A persistent warning light is flashing for U.S. electric utilities. The utilities — big and small, for- and not-for-profit — are facing serious disruptive technology. The old business models are in danger. The unlikely disruptive technology that is causing the trouble is rooftop solar power.
Back in the energy turbulent 1970s, solar was a gleam in the eye of environmentalists who dared to dream of renewable energy. It looked like a pipe dream. Very simple solar had been deployed to heat water in desert homes since indoor plumbing became the norm. Making electricity from the sun was many orders of magnitude more complex and it was, anyway, too expensive.

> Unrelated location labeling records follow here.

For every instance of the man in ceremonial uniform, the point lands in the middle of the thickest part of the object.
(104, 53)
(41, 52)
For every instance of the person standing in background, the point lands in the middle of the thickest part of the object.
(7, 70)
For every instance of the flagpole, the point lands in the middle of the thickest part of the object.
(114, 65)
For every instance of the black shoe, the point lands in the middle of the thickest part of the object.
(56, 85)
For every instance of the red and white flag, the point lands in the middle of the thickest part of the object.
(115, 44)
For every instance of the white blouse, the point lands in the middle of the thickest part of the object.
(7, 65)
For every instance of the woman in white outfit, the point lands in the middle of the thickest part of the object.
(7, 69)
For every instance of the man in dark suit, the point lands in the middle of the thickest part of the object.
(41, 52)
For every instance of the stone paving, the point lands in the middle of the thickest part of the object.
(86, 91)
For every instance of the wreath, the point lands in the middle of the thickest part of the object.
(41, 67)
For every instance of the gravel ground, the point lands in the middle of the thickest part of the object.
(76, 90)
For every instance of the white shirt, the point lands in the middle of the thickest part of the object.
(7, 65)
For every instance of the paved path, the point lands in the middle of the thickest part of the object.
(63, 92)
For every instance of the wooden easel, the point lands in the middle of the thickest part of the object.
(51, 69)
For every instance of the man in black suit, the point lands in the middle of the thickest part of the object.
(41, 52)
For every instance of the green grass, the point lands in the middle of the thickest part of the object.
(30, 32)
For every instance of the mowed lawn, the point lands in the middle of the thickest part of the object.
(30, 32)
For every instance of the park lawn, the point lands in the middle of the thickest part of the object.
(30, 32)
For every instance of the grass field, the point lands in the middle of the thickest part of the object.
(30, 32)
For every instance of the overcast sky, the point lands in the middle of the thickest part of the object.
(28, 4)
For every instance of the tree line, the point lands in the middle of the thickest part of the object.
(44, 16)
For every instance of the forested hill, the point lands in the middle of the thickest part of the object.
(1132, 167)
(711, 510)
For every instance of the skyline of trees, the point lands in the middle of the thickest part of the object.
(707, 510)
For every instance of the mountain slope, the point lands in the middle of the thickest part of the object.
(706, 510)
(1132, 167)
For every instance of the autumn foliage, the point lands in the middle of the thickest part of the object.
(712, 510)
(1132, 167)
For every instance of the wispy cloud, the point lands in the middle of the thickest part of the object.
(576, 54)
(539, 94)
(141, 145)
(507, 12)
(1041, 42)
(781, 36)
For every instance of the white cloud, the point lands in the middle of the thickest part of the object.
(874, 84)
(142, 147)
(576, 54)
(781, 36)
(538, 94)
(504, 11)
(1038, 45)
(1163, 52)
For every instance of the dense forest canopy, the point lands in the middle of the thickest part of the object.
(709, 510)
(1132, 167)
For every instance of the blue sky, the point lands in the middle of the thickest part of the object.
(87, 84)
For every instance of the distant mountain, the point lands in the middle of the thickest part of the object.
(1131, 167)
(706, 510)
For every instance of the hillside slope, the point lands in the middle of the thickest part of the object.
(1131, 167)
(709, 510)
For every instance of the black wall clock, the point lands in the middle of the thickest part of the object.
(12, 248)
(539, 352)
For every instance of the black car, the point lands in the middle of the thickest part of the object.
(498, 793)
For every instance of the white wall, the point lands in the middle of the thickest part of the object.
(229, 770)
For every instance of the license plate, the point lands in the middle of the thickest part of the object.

The technology of photovoltaic cells, which make electricity directly from the sun, needed work; it needed research and mass manufacturing. Hundreds of millions of dollars later in research and subsidies, the cost of solar cells has fallen and continues to go down. Today, solar certainly is not a pipe dream; it is looking like a mature industry. It is also a big employer in the installation industry. It is a player, a force in the market. But solar has created a crisis for the utilities.
In order to incubate solar and to satisfy solar advocates, Congress said that these “qualifying facilities” should be able not only to generate electricity for homes when the sun is shining, but also to sell back the excess to the local utility. This is called “net metering” and it is at the center of the crisis today — particularly across the Southwest, where solar installations have multiplied and are being added at a feverish rate.